Cases – Rich and influential people getting bail, marginalized communities cannot, political allegiance plays a role
Presently there are several human rights activists, students and academics who are in jail for years without a trial. Repeated bail applications by them have been denied. Activist Father Stan Swamy who was arrested in Elgar Parishad case along with Sudha Bharadwaj, Varavara Rao, Anand Teltumbde and others died in jail unconvicted. Rest of the activists are still in jail some of them being incarcerated for over three years without trial in gross violation of Constitutional and global standards of criminal jurisprudence.
Dr Kafeel Khan, journalist Mandeep Punia, comedian Munawar Faroqui and most recently actor Aryan Khan had to spend time in jail for months to year on flimsy grounds without a chargesheet or trial. At the same time pro-government journalist Arnab Goswami’s bail petition came up for a hearing before Supreme Court within a day of filing and he promptly got relief.
Statistically, around 70 percent of the undertrials are socially and economically backward and as such they struggle to obtain bail. But some of the prominent cases shows that the matter is not so simplistic. Aryan Khan is a son of one of India’s most powerful and influential person but he could not manage to obtain a bail before four weeks. In contrast, in over dozens of cases of mob lynching by self-proclaimed cow vigilantes associated with right wing Hindutva groups the accused persons are all out on bail and the victim’s family have not got any justice. In many of these cases the ruling party itself have actively supported the bail applications and appeals.
In 2018 Jharkhand High Court granted bail to eight out of the 11 persons (including the four main accused) who had been convicted and sentenced to life imprisonment by a Fast Track Court for the lynching of Alimuddin alias Asgar Ansari.
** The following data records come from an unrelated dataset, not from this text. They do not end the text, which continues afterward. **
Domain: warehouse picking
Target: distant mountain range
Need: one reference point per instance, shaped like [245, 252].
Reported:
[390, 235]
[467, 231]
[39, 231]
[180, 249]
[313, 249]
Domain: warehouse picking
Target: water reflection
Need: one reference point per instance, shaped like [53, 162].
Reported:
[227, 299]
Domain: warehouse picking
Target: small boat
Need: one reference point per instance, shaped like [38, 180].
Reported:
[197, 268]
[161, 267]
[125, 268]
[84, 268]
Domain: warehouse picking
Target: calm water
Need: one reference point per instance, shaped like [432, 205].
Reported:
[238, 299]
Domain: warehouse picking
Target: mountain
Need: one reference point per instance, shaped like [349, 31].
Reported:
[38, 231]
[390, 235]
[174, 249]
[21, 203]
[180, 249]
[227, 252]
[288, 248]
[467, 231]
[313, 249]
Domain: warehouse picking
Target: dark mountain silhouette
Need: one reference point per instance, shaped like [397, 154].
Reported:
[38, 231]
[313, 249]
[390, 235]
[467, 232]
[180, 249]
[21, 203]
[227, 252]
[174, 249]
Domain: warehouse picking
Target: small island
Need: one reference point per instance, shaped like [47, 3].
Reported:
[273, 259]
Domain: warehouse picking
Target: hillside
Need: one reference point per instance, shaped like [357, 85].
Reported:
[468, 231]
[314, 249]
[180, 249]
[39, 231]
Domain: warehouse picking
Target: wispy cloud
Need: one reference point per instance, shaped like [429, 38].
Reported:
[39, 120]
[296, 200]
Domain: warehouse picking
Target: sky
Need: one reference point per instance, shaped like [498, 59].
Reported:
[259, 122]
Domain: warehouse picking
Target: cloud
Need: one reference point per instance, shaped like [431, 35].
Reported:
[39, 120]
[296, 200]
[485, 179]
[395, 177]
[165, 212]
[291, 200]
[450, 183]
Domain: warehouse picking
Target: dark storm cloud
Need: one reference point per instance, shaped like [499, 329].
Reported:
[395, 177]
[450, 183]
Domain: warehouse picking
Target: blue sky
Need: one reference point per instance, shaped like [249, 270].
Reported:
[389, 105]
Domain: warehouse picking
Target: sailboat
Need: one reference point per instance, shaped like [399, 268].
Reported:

BJP minister Jayant Sinha had confirmed that BJP members, including himself, had paid for the legal expanses of the accused in the case.
In 2019, once again Jharkhand High Court granted bail to 6 out of 13 accused of mob lynching of Tabrez Ansari.
Indiscriminate arrests by the police, lack of legal awareness about right to bail, lack of efficient and dedicated lawyers, overburdened courts, inability to furnish the bail surety due to poverty are some of the reasons behind undertrials languishing in jail. Advocate Saurabh Kunal who practices both in Supreme Court and Bihar’s Chhapra district says that lakhs of undertrials are rotting in jail while many accused are not even arrested. “The police action is arbitrary. They file FIR against “unnamed persons” and then pick up anybody they like. Some of these inmates do not even get a copy of the FIR. They do not know why they are in jail, but they are so poor that they accept it. Outside jail they would struggle to arrange for two times meal so they do not even try for bail. Their family members also do not want them. They make their life inside jail, almost like prison staff. They will wash the clothes of powerful prisoners, cook for them, do their massage etc.
The NJDG data shows that lack of availability of a lawyer is a serious concern. Over 33,32,250 criminal cases are pending across India as on date due to Non availability of Counsel. “The legal service authority provides a lawyer for free to the accused but most of these lawyers are lethargic, insincere and inefficient. They often do not appear for the bail hearing,” says Kunal. “The courts are also overburdened and have no time to take a sensitive approach. If on 2-3 hearings the counsel do not appear the case is sent to record room, and then it dies there. Technically, the Court is not wrong in this approach but they should take a sensitive approach and find out why counsel is not appearing or appoint a new counsel,” Kunal added.